2. Please describe all of the elements you would like to measure, and furthermore describe how you will perform these measurements.

The detection system is based on a CRISPR-Cas13 biosensor coupled to a Broccoli RNA aptamer. The elements measured include the presence of the target mutation and the resulting fluorescence signal.

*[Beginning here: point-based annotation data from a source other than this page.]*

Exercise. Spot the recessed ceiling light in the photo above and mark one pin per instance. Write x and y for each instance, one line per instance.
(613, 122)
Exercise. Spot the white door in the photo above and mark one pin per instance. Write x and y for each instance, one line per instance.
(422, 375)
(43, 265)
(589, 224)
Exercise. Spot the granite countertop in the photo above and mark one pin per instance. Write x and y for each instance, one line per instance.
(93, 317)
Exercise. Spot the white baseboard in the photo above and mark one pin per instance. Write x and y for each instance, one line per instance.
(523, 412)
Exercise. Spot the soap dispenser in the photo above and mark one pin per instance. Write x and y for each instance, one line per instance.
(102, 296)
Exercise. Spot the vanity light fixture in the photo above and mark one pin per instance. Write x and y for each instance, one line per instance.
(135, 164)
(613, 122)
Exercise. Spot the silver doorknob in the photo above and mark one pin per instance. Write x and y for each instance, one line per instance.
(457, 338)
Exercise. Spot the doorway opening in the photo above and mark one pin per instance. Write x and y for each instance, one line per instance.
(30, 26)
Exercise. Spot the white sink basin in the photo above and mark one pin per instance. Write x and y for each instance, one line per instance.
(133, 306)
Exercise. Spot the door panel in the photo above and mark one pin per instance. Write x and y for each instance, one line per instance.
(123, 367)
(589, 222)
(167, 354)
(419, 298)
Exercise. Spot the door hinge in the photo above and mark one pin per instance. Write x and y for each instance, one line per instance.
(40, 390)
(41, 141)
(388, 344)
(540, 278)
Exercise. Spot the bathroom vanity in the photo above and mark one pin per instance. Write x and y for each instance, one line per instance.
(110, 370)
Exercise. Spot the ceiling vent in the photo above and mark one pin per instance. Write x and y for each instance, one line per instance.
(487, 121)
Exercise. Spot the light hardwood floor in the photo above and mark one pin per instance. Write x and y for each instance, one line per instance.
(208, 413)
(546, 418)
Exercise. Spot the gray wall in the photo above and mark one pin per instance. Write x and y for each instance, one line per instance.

When the mutant sequence (G118) is present, the crRNA guides Cas13 to specifically recognize the target RNA. This activates Cas13’s collateral cleavage activity, which degrades a blocking RNA sequence. Once the blocker is degraded, the Broccoli aptamer can fold into its active structure and bind to its fluorophore (e.g., DFHBI), producing a fluorescent signal (ON state).

In contrast, if the wild-type sequence (A118) is present, Cas13 is not activated, the blocker remains intact, and the aptamer does not fluoresce (OFF state).

Fluorescence will be measured using a fluorimeter or plate reader, allowing detection of signal presence or absence, and potentially signal intensity. Additionally, gel electrophoresis may be used to confirm RNA integrity and Cas13-mediated cleavage.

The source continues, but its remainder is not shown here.